In the other corner of the state in the Permian Basin, Eddy filmed workers on a large compressor station directly exposed to emissions, as none of them were wearing protective respiratory equipment. “We were sitting on the county road and were getting exposed to gas and not feeling well, so we did not stay there long. I can’t imagine what they were experiencing with that proximity and duration of exposure.” Another site where Eddy found “really horrific, strong odors coming off of a tank” was listed on the OCD website as inactive.

Eddy also identified new emission sites from bigger operators; one operated by Apache Oil Company on state lands and another unlit flare at a site operated by Occidental (NYSE:OXY). “These emissions aren’t just from small operators but large operators as well and capable of a lot of pollution. At any given time, in the Permian especially, you can just scan the horizon and see puffs of smoke from miles away,” she said.
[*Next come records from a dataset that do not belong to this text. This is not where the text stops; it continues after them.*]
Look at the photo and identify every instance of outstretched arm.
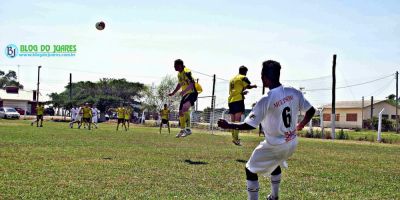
[218,119,255,130]
[296,107,315,131]
[168,83,181,96]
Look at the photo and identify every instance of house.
[322,100,400,128]
[0,86,49,114]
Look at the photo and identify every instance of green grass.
[0,120,400,199]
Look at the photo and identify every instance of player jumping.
[228,66,257,146]
[169,59,198,137]
[218,60,315,200]
[160,104,171,134]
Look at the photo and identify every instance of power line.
[304,74,394,92]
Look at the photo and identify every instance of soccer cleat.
[232,140,242,146]
[175,129,185,138]
[267,194,279,200]
[184,129,192,137]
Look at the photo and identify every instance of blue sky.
[0,0,400,107]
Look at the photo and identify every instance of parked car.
[15,108,25,115]
[0,107,20,119]
[44,107,55,116]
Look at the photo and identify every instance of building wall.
[323,108,362,128]
[3,100,28,111]
[323,102,400,128]
[364,102,400,119]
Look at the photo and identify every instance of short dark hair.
[174,59,183,65]
[261,60,281,82]
[239,65,248,74]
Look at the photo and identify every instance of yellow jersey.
[125,108,132,120]
[178,67,195,95]
[82,107,92,118]
[36,106,44,115]
[228,74,251,103]
[116,107,125,119]
[160,108,170,120]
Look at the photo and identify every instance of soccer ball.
[96,21,106,31]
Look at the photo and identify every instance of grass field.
[0,120,400,199]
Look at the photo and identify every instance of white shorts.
[246,137,298,176]
[92,116,98,124]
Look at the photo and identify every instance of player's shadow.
[236,159,247,163]
[185,159,208,165]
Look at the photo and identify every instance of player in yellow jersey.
[115,105,128,131]
[78,103,93,130]
[160,104,171,134]
[169,59,198,137]
[31,103,44,127]
[228,66,257,146]
[124,106,132,129]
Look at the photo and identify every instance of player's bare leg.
[231,112,242,146]
[179,101,192,137]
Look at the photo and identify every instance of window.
[346,113,357,122]
[322,113,331,121]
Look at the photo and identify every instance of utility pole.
[396,71,399,133]
[36,65,42,105]
[69,73,72,103]
[331,54,336,140]
[361,96,364,129]
[370,96,374,129]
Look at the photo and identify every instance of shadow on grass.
[185,159,208,165]
[236,159,247,163]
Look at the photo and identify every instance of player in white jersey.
[92,107,99,129]
[71,106,78,122]
[218,60,315,200]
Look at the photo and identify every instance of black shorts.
[179,92,198,110]
[228,100,245,114]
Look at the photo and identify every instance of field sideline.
[0,120,400,199]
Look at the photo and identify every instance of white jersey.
[71,108,78,120]
[92,108,98,117]
[244,85,312,145]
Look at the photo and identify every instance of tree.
[143,76,180,112]
[49,78,145,119]
[0,70,24,89]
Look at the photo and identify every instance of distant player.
[115,105,128,131]
[78,103,93,130]
[92,106,99,129]
[69,104,84,128]
[124,106,132,130]
[160,104,171,134]
[218,60,315,200]
[169,59,198,137]
[70,106,78,122]
[228,66,257,146]
[31,102,44,127]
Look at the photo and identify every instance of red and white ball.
[96,21,106,31]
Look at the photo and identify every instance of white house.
[322,100,400,128]
[0,86,50,114]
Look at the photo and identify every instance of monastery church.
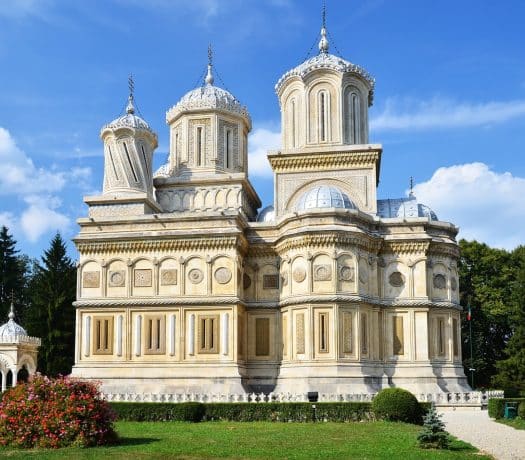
[69,14,470,395]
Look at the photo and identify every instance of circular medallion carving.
[359,264,368,284]
[109,271,124,286]
[293,267,306,283]
[450,277,458,291]
[388,272,405,287]
[188,268,204,284]
[339,266,354,281]
[242,273,252,289]
[215,267,232,284]
[434,273,447,289]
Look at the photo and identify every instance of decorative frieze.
[82,271,100,288]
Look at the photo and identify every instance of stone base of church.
[71,364,249,394]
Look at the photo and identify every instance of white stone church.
[73,19,469,394]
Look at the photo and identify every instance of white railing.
[102,391,503,407]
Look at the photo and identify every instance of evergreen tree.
[493,246,525,393]
[417,404,450,449]
[0,226,28,321]
[26,233,76,376]
[458,240,516,387]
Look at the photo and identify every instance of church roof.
[166,49,251,124]
[296,185,357,211]
[0,303,27,339]
[377,194,439,220]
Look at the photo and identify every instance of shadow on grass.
[114,437,161,446]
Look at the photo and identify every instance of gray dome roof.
[0,305,27,339]
[166,83,251,124]
[296,185,357,211]
[275,53,375,104]
[257,205,275,222]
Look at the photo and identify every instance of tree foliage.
[0,226,29,320]
[25,233,76,376]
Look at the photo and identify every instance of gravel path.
[442,410,525,460]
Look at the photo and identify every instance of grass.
[0,422,490,460]
[496,417,525,430]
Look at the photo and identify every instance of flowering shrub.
[0,374,116,448]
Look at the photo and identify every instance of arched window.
[345,89,362,144]
[195,126,204,166]
[317,90,330,142]
[224,129,233,168]
[290,99,297,148]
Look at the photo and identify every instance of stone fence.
[102,391,503,407]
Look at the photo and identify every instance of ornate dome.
[0,304,27,339]
[101,90,157,137]
[257,205,275,222]
[166,64,251,124]
[296,185,357,211]
[275,52,375,100]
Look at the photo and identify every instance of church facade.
[73,21,469,394]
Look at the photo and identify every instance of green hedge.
[489,398,525,418]
[110,402,430,422]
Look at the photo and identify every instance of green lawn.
[0,422,489,460]
[496,417,525,430]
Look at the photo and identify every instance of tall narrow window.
[361,314,368,355]
[350,93,361,144]
[93,317,113,355]
[343,312,354,353]
[438,318,446,356]
[199,315,219,353]
[122,142,139,182]
[224,129,233,168]
[140,145,149,176]
[319,91,328,142]
[452,318,459,356]
[255,318,270,356]
[290,99,297,148]
[144,316,166,355]
[196,126,204,166]
[319,313,329,353]
[392,316,405,356]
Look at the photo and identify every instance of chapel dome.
[257,205,275,222]
[275,52,375,101]
[166,64,251,125]
[0,304,27,339]
[296,185,357,211]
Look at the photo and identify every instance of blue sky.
[0,0,525,257]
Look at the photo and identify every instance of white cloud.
[370,97,525,131]
[0,127,66,195]
[248,128,281,177]
[414,163,525,249]
[20,195,71,243]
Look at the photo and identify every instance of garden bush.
[0,375,116,448]
[518,401,525,420]
[489,398,525,419]
[372,388,423,424]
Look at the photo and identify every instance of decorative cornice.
[381,240,430,254]
[268,149,381,173]
[73,296,244,308]
[75,236,243,255]
[275,232,382,254]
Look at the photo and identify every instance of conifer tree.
[0,226,27,321]
[26,233,76,376]
[417,404,450,449]
[493,246,525,393]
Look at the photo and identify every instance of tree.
[458,240,516,387]
[0,226,28,321]
[26,233,76,376]
[493,246,525,392]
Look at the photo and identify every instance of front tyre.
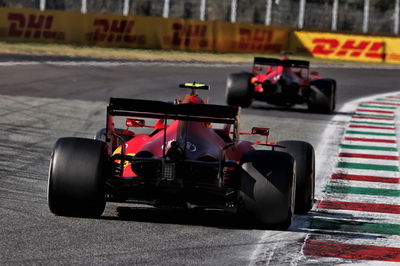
[47,138,107,217]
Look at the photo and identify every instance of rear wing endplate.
[107,98,239,124]
[254,57,310,68]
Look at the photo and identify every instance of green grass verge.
[0,42,398,66]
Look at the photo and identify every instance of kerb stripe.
[339,152,399,161]
[317,200,400,214]
[344,137,396,143]
[337,162,399,172]
[303,240,400,262]
[349,125,395,130]
[367,102,400,106]
[352,115,393,120]
[356,109,394,114]
[331,173,400,184]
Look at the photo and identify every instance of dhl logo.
[311,38,385,59]
[164,23,209,48]
[86,19,146,44]
[237,28,282,52]
[1,13,65,40]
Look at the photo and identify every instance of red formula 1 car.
[48,83,315,229]
[226,56,336,113]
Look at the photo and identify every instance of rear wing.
[107,98,239,124]
[254,57,310,68]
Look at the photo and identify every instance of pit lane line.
[249,93,398,266]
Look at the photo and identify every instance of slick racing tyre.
[308,79,336,114]
[238,150,296,230]
[47,138,107,217]
[277,140,315,214]
[226,72,253,107]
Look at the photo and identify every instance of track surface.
[0,57,399,265]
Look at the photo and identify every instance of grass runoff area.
[0,42,399,67]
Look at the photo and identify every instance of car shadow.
[101,206,262,229]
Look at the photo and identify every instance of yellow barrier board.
[0,8,400,63]
[157,18,214,51]
[290,31,400,63]
[215,21,290,53]
[81,14,161,48]
[0,8,82,43]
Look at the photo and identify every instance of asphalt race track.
[0,55,400,265]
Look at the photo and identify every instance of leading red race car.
[226,55,336,113]
[48,83,315,229]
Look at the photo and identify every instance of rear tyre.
[239,150,296,230]
[277,140,315,214]
[308,79,336,114]
[47,138,107,217]
[226,72,253,107]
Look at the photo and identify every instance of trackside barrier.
[290,31,400,63]
[214,21,292,53]
[0,8,291,52]
[0,8,400,64]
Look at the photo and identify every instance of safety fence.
[0,8,400,63]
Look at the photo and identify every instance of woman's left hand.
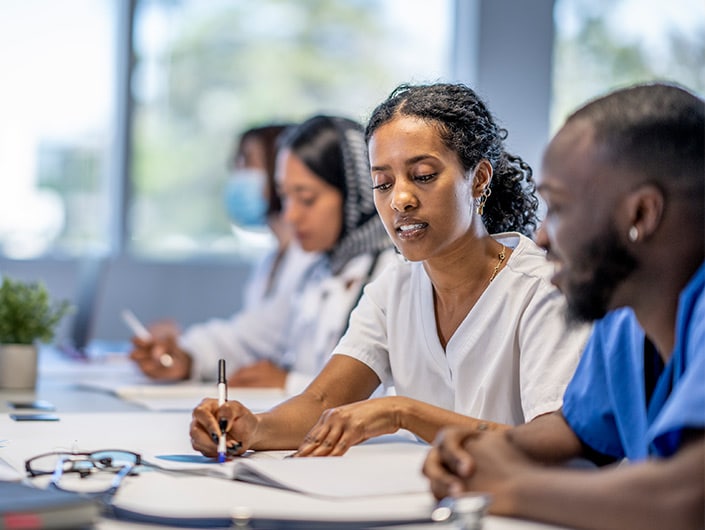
[294,396,401,456]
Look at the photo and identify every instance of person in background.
[190,84,589,456]
[133,116,396,393]
[130,124,316,380]
[424,83,705,529]
[226,124,315,308]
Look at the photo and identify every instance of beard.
[565,225,638,324]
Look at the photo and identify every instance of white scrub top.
[334,233,591,425]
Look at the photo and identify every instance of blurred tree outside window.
[551,0,705,131]
[128,0,452,259]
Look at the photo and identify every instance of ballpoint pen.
[122,309,174,368]
[218,359,228,463]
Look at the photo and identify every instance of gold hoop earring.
[475,186,492,215]
[627,225,639,243]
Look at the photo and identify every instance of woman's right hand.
[189,398,258,457]
[130,332,191,381]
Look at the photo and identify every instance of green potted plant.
[0,276,71,389]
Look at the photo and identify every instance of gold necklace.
[488,245,505,283]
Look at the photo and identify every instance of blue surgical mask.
[225,168,268,228]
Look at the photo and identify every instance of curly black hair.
[365,83,539,237]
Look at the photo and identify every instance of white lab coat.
[181,248,399,394]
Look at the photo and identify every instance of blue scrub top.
[563,264,705,461]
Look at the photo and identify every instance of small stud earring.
[475,186,492,215]
[627,225,639,243]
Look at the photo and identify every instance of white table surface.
[0,351,568,530]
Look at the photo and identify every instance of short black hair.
[566,83,705,200]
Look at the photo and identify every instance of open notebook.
[115,442,446,529]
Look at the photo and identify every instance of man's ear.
[626,184,664,242]
[472,158,492,197]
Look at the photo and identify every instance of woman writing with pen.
[190,84,589,456]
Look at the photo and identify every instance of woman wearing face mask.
[190,84,589,456]
[133,116,396,393]
[224,124,315,310]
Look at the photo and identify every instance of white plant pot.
[0,344,38,390]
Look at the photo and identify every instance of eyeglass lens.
[26,450,141,475]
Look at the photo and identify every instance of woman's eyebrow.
[370,153,437,171]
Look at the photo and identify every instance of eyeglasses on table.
[25,449,142,507]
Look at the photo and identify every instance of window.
[0,0,116,258]
[551,0,705,131]
[128,0,452,259]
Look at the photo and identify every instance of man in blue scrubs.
[424,80,705,529]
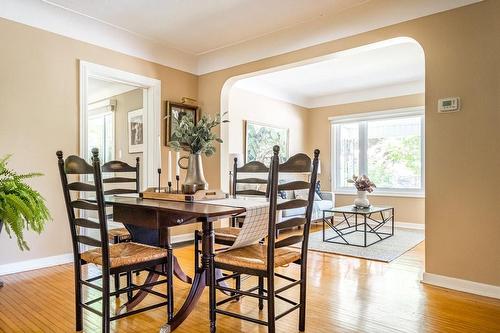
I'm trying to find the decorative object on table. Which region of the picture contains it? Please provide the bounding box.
[139,187,228,202]
[165,97,199,146]
[245,120,289,165]
[228,153,243,195]
[156,168,161,192]
[347,175,377,208]
[0,155,51,288]
[128,109,144,153]
[168,114,229,194]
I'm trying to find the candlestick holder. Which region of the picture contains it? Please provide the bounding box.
[155,168,161,193]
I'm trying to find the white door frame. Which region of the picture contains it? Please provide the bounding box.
[80,60,161,189]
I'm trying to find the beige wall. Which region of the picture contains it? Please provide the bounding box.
[228,88,308,163]
[110,88,144,169]
[0,19,198,265]
[199,0,500,285]
[308,94,425,223]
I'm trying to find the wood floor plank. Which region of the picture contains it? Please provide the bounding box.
[0,227,500,333]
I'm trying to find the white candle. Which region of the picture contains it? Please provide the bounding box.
[158,135,161,169]
[167,150,172,182]
[175,152,181,176]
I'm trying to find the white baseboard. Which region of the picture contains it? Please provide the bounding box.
[0,253,73,276]
[394,221,425,230]
[334,216,425,230]
[422,272,500,299]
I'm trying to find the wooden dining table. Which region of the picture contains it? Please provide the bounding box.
[106,196,245,333]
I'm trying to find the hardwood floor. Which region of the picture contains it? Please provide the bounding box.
[0,230,500,333]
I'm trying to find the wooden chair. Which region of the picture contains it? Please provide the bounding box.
[56,148,173,333]
[214,153,311,245]
[209,146,319,333]
[102,157,141,244]
[101,157,141,299]
[214,157,269,245]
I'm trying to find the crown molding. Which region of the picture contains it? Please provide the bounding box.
[0,0,197,74]
[0,0,482,75]
[198,0,482,75]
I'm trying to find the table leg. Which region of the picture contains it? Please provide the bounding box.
[391,208,394,236]
[363,215,366,247]
[172,255,193,284]
[323,211,326,242]
[116,267,161,313]
[160,221,214,333]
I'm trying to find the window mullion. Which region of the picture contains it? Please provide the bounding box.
[359,121,368,175]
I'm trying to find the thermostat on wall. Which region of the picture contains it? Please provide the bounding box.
[438,97,460,113]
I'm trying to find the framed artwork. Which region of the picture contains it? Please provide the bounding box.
[245,120,288,165]
[128,109,144,153]
[165,101,199,145]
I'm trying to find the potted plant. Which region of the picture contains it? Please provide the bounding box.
[168,113,229,194]
[0,155,51,286]
[347,175,377,208]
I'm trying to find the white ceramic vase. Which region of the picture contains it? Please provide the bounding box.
[354,191,370,208]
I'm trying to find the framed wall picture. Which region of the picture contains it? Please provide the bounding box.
[165,101,199,145]
[128,109,144,153]
[245,120,289,165]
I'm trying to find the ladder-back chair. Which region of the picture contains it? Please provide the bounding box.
[101,157,141,244]
[56,148,172,333]
[209,146,319,333]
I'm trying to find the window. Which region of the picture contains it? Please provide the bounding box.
[331,108,424,195]
[87,108,115,163]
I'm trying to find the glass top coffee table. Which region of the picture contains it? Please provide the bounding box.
[323,205,394,247]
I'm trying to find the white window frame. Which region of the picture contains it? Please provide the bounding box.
[328,106,425,198]
[87,107,116,163]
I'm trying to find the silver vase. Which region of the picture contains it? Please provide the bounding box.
[177,153,208,194]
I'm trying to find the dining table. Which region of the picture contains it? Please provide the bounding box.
[105,195,246,333]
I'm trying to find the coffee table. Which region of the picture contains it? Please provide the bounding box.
[323,205,394,247]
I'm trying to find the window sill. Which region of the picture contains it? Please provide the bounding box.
[333,190,425,199]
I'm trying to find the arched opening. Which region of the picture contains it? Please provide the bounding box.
[220,37,425,256]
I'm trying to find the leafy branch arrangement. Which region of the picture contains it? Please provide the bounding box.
[168,112,229,156]
[0,155,51,250]
[347,175,377,193]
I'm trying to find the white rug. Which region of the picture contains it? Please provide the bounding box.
[300,228,424,262]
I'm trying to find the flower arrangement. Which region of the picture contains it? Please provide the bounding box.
[347,175,377,193]
[168,113,229,156]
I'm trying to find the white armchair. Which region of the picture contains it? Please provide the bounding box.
[278,191,335,223]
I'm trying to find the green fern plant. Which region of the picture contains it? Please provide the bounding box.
[168,112,229,156]
[0,155,51,251]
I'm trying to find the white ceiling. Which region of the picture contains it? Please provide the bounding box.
[87,77,137,103]
[43,0,370,55]
[0,0,482,74]
[234,38,425,108]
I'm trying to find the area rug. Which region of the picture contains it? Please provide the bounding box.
[298,228,424,262]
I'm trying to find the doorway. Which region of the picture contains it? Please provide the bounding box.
[80,61,161,189]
Eddy, an international environmental and human rights attorney, said she hasn’t filed complaints yet on what was discovered on her November tour; however, in the past two and a half years, Earthworks has filed 108 complaints with the New Mexico Environment Department (NMED). “Ninety-three of them resulted in no action and no reduction of emissions. Nine of them did reduce pollution, and six of them resulted in inspections in partnership with EPA. While that is terrible, one ray of sunshine is that the NMED took an unprecedented step to issue letters of potential violation in response to the complaints we filed. This was significant because it shifts the burden to the industry to prove their compliance rather than on us trying to prove their harm. While that is encouraging, the reality is that there are 57,000-plus sites, and the capacity of the regulators is no match for these numbers,” Eddy explained.

“At this point the NMED is limited. They have a gas-imaging camera, but they have no one certified to use it, so they’re not able to use the tool that we use when we’re in the field,” Eddy explained. Her trip reiterated and reinforced that there are methane pollutions everywhere, all the time and at a lot of repeat sites from both large and small operators. “The New Mexico regulators are sorely outnumbered and limited in what they can do. Closing the loopholes in the proposed regulations would be huge, in terms of not exempting so many of the wells and strengthening the New Mexico oversight agencies,” Eddy said. Earthworks most recent report on oil and gas waste is available on their website at earthworks.org.

The New Mexico Methane Map app—developed by NMED and the Energy, Minerals and Natural Resources Department—is now available and allows the public to track air quality and venting and flaring data reported by oil and gas operators that’s collected by the state. On Jan. 4, 2021 the Oil Conservation Commission will hold a hearing on gas and oil emissions regulations proposed by the Energy, Minerals and Natural Resources Department and its Oil Conservation Division. Public testimony is offered at the start and end of each day of the virtual hearing. Years of underfunding enforcement of regulations will need to be addressed if the state has any hope of compliance with any new regulations.

State of New Mexico
Oil Conservation Commission
Public Rulemaking Hearing/Meeting
Oil and Gas Emissions
Jan. 4 through 15, 2021, 8:30am
emnrd.state.nm.us/OCD/hearings.html

This story is a staff report from The Paper.